Of swans and spur-winged geese at Steenberg

If you’ve had a bottle of our delicious wine or visited our estate, you’ve no doubt stopped to admire our logo. You may have wondered what the proud, preening bird signifies, and what kind of bird it is.

That bird holds a lot of meaning to us, and gestures to both our rich heritage and promising future.

As the oldest farm in the Cape, Steenberg has a great deal of mesmerising anecdotes and tall tales from the past. Established in 1682, the landscape of the farm was very different than we’ve come to know it today. The farm’s original owner, Catharina Ras, arrived in an untamed land as the first female to claim the right to property. We can’t help but admire her pioneering spirit, and often wonder what it was like for her to be so far from her native home of Lubeck, Germany, trying to make a home for herself and her children.

What was it like for her, we wonder, when she looked into the distance and saw dozens of glimmering swans feeding, drinking and swimming on the land?
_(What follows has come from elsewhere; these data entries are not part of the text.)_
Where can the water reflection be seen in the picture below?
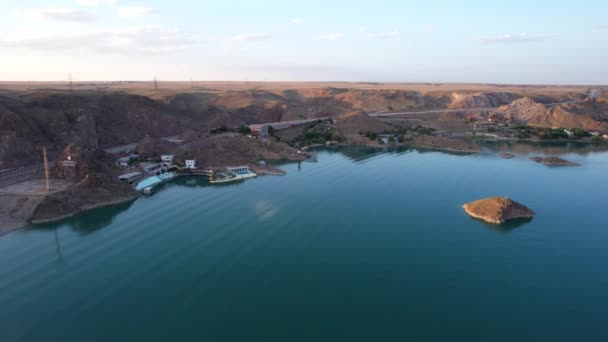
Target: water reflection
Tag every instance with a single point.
(549, 148)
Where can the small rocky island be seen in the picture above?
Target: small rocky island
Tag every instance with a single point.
(497, 210)
(553, 161)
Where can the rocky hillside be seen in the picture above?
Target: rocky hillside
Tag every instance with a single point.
(102, 119)
(481, 100)
(588, 115)
(231, 148)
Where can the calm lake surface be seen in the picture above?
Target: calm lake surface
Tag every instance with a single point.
(361, 246)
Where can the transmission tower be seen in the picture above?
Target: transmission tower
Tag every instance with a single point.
(46, 169)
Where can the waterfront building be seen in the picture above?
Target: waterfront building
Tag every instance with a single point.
(152, 167)
(238, 169)
(130, 177)
(167, 158)
(191, 163)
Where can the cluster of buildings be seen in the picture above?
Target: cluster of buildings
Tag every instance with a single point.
(149, 169)
(489, 124)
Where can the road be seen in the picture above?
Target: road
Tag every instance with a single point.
(13, 176)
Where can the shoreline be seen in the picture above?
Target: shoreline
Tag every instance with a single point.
(84, 209)
(270, 170)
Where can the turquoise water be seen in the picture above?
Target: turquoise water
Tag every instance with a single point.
(361, 246)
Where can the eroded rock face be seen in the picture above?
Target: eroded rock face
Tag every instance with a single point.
(553, 161)
(497, 210)
(76, 161)
(482, 100)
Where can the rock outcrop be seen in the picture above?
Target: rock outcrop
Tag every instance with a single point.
(523, 109)
(95, 190)
(497, 210)
(553, 161)
(481, 100)
(76, 161)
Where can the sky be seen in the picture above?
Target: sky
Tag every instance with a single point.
(523, 42)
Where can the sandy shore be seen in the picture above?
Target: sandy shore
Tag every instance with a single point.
(86, 208)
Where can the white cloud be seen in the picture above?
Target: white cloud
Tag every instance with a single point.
(57, 14)
(144, 40)
(95, 2)
(248, 37)
(130, 12)
(514, 38)
(330, 36)
(390, 35)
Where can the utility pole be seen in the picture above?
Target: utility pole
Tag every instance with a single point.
(46, 169)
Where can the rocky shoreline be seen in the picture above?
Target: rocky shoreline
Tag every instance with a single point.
(86, 208)
(497, 210)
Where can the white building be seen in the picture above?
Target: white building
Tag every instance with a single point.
(152, 167)
(130, 177)
(238, 169)
(191, 163)
(166, 158)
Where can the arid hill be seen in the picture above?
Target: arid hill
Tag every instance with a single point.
(230, 149)
(103, 115)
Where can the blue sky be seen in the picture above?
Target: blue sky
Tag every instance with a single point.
(387, 41)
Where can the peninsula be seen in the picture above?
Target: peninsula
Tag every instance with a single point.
(497, 210)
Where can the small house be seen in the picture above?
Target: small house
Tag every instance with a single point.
(191, 164)
(166, 158)
(130, 177)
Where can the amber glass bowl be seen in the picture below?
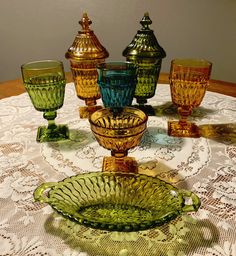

Did it make her hark back to the times she had seen these magnificent creatures in Lubeck?

We remember Catharina with great respect, and often spend hours talking about her brave days here at Steenberg, or Swaaneweide, as she lovingly named it after encountering the “swans”. So great is our admiration of Catharina, that we are almost reluctant to admit that she had made a mistake in identifying the swimming birds as swans!